Fedora 13 : Add User to Sudoers

[VirtualLinuxUser]

Hi. This might be obvious to somebody, but I'm stuck. I have the following problem(s) and I'm not sure how to solve it/ them :

I recently installed Fedora 13 "Goddard" using the graphical installer (although I prefer the 'text/ reduced graphics' option.

When I start the system (after installation completes), it runs in graphical mode and presents me with a graphical login prompt. However, due to security reasons (I'm told), it won't let me log on as the root/ admin user (which is fair enough).

If I log on as another user (eg : alpha, charlie or delta, for this example), I can't edit the sudoes file to add one of these users (alpha) to the file. This is because these users aren't in the file, as far as I know.

At no stage during installation was I offered an option of either setting the runlevel or adding a non-root user to the sudoers file.
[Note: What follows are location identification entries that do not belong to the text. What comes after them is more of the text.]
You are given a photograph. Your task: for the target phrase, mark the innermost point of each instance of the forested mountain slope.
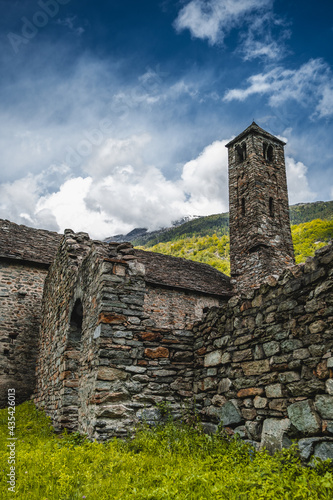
(207, 239)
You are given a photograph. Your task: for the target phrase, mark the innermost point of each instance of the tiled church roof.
(26, 243)
(175, 272)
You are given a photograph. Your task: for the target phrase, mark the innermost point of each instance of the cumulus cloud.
(130, 193)
(298, 186)
(206, 180)
(214, 19)
(309, 83)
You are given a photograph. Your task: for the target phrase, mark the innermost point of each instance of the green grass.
(167, 462)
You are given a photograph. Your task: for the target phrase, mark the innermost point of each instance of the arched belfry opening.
(268, 152)
(260, 236)
(241, 152)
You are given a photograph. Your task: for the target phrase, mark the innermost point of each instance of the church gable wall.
(21, 290)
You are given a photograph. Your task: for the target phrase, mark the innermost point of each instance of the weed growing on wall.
(165, 462)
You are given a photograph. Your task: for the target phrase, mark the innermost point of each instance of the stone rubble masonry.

I have found a way to change the runlevel setting, so that is not really an issue :

from a post by devils_casper :

> in GRUB screen, select Fedora title and press 'e'. add 3 at the end of 'kernel' line and press 'b' to boot up. this will drop you on command line login prompt. log in as root and execute this command.
>
> # system-config-display
> # startx
>
> to configure display settings, resolutions etc and to load GUI.
>

I reckon editing /boot/grub/menu.lst will achieve the same or similar results.


What I would like is either of the following :

1. A modification to Fedora's graphical installer that allows for an explicit option to set the runlevel (graphical/ command-line) and another option to add the first created non-admin user (alpha in this example) to the sudoers file.
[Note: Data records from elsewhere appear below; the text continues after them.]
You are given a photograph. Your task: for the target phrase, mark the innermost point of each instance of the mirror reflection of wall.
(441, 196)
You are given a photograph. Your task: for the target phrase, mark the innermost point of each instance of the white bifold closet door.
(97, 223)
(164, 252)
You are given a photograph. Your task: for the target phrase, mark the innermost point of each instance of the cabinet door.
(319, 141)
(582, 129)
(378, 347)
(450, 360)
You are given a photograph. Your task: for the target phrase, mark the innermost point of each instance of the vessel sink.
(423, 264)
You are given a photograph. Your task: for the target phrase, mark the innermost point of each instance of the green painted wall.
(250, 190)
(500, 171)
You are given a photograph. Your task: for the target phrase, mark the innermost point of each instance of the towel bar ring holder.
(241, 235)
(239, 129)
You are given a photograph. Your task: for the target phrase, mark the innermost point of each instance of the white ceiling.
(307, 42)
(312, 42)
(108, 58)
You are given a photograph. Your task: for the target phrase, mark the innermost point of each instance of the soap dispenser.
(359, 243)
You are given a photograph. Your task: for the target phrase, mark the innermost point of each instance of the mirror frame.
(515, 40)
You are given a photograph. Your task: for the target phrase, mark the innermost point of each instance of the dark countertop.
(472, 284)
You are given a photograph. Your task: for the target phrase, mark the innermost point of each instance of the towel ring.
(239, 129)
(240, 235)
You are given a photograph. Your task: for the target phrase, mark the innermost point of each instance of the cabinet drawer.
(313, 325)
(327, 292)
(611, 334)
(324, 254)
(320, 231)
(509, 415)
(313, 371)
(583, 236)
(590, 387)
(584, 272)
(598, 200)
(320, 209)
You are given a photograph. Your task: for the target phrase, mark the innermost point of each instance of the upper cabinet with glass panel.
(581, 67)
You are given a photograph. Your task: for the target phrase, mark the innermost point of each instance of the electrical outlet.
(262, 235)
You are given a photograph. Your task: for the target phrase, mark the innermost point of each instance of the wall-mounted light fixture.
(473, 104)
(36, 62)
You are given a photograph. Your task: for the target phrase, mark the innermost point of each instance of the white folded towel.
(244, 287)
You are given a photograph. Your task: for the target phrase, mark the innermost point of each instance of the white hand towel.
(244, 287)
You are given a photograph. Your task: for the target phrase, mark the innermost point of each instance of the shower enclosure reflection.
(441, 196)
2. Information on how to add a user to the sudoers file without adding all others (eg : alpha, but not charlie and delta, in this example).

I have read the relevant man and info pages for the su, sudo, sudoers and visudo commands, but I only got confused. (I don't know BNF/ EBNF and I would like a solution that doesn't involve having to learn these BNF dialects, although I will if I have to.)
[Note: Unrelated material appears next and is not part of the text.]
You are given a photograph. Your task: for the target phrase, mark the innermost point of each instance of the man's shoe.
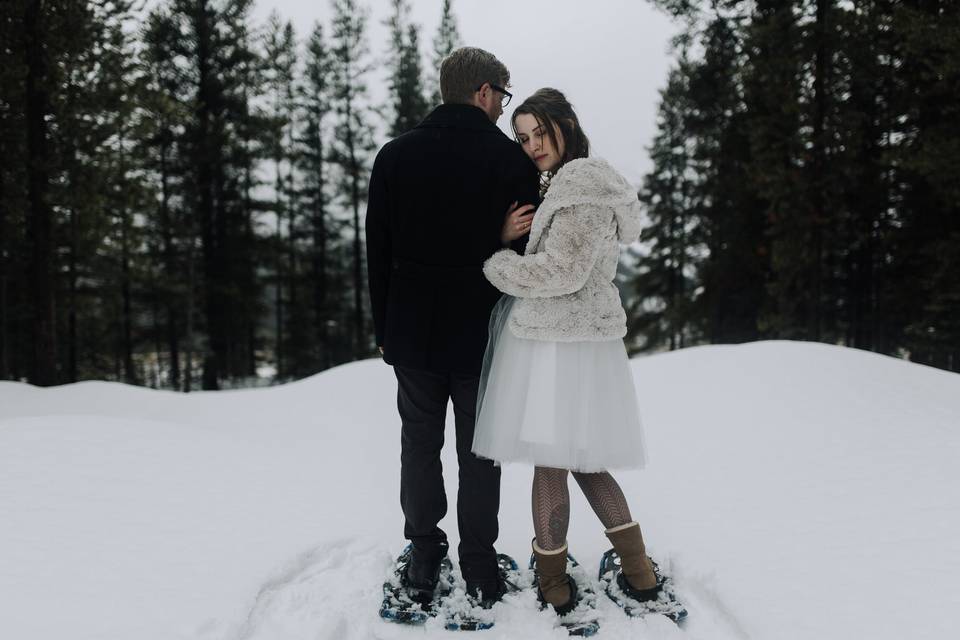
(423, 571)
Also, I have seen solutions that show how to add all users, but not individual users, to the sudoers file. What I want is to add an individual user (if this isn't clear already).

Please feel free to send me an e-mail about this post : nigel.nq.ngw[at]gmail[dot]com with the subject line "Linux Forums - Fedora 13 Add User to Sudoers"

Thankyou.

[oz]

This is the HowTo that I always use when needing help with sudo/sudoers and I believe it describes how to go about setting up what you want to do:

Sudo Howto

Hope it helps.

[VirtualLinuxUser]

This is the HowTo that I always use when needing help with sudo/sudoers and I believe it describes how to go about setting up what you want to do:

{URL removed because I haven't submitted 15 posts yet. See Ozar's post.}

Hope it helps.

@Ozar : Thank you very much! I have spent considerable time on trying to resolve this annoying 'security feature' of Fedora's ^ and I somehow missed the page you link to. It answers most of the questions that I have about su, sudo, visudo and sudoers. I would like to know if making su an alias for sudo

Code:

 alias su=sudo

would have any adverse effects (such as 'breaking' shell scripts that use su). I fail to see the use of su in a truly secure system if my understanding of su - is correct (that it allows all users to run commands as the root user, without requiring the user to enter a password).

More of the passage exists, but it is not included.